By Michael Battista
I love the smell of ice in the morning.
The National Hockey League playoffs started a few weeks ago, and I’ve been enjoying myself immensely so far despite the fact that the New York Rangers failed to make the postseason for the first time since 2010.
I can’t help but be swept up by the teams and stories taking place right now. These stories range from the Vegas Golden Knights’ success in their first-ever season, to left wing Evander Kane stepping up in his first-ever playoff series for the San Jose Sharks after being traded from the Buffalo Sabres earlier this year. Now both of these teams are lined up to face one another in the second round in what should be a must-watch series.
That doesn’t mean the competition isn’t without critics. On my WTSR sports show, Riding the Pine, my co-host Alex Mitchell and I discussed the idea that the NHL Playoffs are too long.

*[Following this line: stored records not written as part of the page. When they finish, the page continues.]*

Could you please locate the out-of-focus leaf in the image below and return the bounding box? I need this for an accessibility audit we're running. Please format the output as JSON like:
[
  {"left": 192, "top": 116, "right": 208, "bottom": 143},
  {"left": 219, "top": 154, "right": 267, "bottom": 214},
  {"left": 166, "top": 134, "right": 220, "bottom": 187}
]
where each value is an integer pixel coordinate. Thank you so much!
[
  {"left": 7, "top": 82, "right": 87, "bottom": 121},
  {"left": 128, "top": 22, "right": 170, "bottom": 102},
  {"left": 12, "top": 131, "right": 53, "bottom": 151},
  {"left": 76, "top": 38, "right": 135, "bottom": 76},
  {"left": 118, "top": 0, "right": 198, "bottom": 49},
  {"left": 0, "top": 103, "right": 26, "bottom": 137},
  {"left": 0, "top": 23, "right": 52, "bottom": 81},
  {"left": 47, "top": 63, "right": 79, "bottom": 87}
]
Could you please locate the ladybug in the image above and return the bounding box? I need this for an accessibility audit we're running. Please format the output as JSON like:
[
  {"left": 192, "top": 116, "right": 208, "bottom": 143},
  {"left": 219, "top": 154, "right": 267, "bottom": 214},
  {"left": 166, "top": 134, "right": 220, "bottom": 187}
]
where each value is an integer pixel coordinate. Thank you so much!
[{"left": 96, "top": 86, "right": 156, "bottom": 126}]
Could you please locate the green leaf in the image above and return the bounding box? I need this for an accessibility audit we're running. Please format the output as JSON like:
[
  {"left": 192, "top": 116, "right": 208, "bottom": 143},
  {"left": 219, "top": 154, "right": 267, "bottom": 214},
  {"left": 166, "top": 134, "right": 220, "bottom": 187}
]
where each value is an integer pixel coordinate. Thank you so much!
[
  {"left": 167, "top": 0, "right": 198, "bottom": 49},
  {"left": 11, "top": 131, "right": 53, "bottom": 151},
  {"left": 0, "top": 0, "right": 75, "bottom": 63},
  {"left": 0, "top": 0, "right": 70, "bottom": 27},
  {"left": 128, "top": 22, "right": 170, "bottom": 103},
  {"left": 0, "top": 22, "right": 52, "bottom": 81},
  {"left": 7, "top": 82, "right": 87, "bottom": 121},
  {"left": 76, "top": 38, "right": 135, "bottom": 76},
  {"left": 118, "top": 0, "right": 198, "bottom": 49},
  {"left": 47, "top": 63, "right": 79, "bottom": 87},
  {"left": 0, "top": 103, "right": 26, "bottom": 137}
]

It’s not hard to see why people like Mitchell believe this. The first round started on April 11 this year and will end sometime in June. Last year’s entire playoff process took nearly two months, starting on April 12 and ending on June 11 when the Pittsburgh Penguins defeated the Nashville Predators in six games. Mitchell said he also believes the NBA playoffs, a league that he follows more closely, is also far too long while the MLB postseason only takes a month.
While everyone is entitled to their own points of view, I did start to think extensively about why a best-of-seven series for every round of the NHL playoffs is better for the sport. It’s mainly attributed to the level of talent and competition.

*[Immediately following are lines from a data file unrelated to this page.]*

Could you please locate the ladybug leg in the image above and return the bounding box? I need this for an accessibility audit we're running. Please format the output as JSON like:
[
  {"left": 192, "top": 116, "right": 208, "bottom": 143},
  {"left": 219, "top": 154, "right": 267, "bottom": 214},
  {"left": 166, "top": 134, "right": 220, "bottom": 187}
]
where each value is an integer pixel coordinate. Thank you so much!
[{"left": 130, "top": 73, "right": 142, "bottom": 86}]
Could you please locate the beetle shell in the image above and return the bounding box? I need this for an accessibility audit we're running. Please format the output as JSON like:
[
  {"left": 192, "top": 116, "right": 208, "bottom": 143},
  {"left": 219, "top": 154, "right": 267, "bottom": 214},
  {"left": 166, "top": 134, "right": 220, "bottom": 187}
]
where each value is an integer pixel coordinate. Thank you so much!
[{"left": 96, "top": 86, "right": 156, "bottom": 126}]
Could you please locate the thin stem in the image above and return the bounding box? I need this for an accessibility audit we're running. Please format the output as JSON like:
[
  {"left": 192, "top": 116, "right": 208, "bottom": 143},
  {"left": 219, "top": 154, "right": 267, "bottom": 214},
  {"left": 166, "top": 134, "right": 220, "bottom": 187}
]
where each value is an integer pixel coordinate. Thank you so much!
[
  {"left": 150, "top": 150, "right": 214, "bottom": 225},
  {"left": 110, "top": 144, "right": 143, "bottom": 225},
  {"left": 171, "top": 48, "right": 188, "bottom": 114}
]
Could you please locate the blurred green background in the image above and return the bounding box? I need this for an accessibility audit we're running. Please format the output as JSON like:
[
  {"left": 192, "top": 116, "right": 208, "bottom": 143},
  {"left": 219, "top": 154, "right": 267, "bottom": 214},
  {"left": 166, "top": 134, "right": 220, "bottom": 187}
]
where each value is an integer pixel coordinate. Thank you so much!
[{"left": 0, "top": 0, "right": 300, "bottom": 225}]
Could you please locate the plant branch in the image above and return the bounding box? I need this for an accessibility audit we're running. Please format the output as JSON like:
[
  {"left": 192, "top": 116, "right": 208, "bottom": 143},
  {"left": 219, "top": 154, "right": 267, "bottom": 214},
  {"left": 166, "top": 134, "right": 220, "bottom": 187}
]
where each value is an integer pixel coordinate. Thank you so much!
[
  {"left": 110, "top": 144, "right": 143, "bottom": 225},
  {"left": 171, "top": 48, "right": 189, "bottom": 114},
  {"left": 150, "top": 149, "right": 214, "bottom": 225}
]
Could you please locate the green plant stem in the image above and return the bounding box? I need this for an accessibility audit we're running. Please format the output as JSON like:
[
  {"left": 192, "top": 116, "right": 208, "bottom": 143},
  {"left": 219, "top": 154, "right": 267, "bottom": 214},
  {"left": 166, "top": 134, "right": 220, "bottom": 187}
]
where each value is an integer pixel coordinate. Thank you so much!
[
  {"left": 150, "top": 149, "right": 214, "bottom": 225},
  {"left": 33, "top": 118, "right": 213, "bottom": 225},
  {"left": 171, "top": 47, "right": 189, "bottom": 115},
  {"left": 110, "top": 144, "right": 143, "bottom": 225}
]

Look at the Philadelphia Flyers. After losing 7-0 in Game One of their first round series against the Pittsburgh Penguins, they beat the defending two-time champions in Game Two, 5-1. That sort of comeback just doesn’t happen in the NBA, especially against a team like the Penguins.
Looking at the NBA, if someone believed that the San Antonio Spurs could beat the defending champion Golden State Warriors by a lopsided score like 121-79 after losing a game, I’d love to meet them. The Washington Capitals, the top team in the Metropolitan Division, lost the first two games of its first round series to the wildcard Columbus Blue Jackets in overtime this year. Not many people could say they saw that coming and that series became must-watch hockey.
Now look at the NHL’s Western conference. On route to being swept, the Los Angeles Kings lost all their games to Vegas by one goal in close games and L.A.’s goaltender Jonathan Quick stopped nearly every single one of the Knights’ shots. The Colorado Avalanche scored four goals against the Nashville Predators in their Game Two loss, 5-4, and found themselves in a three-goal deficit just to nearly come back by scoring two unanswered goals in the third period.
Games like this prove that these teams do have the ability to fight back and push matches farther than they should go. The odds are bad and yes there will still be sweeps or blowouts, but I never think a team is fully out of contention, unlike the NBA.
There’s also a personal note in my reasoning for enjoying these long playoffs.
As I said before, I am a long suffering Rangers fan. Between 2009 and 2015, the Broadway Blueshirts were part of three series that had teams come back from 3-1 deficits to win in Game Seven. The team lost the first time in 2009 to the Capitals, but they returned the favor in 2015 against Alex Ovechkin and his club.
The best, however, was between Games Two and Four, when the Rangers scored two goals compared to the Penguins’ nine in 2014. As a fan, all hope seemed to be lost with the Rangers building me up to inevitable heartbreak once again. But then Game Five was played, center Derick Brassard scored two beautiful goals, goaltender Henrik Lundqvist made 31 saves and the team won, 5-1. Game Six was another win, but only by two goals when it finished, 3-1.
By the time the Rangers had completed the comeback with a 2-1 win in Game Seven, they have already muted center Sidney Crosby and kept him to only one goal in the series. Goaltender Marc-André Fleury allowed 14 goals in seven games and Hank looked like a Swedish god. That series comeback pushed the team deeper into the playoffs and eventually to the 2014 NHL Stanley Cup Finals.
That wouldn’t have happened in Five Games. Playoff hockey is, without a doubt, the best kind of hockey despite its length.
Some better teams may lose because of a Cinderella’s luck. But like the NHL says in its best commercials, that’s “Because It’s the Cup.”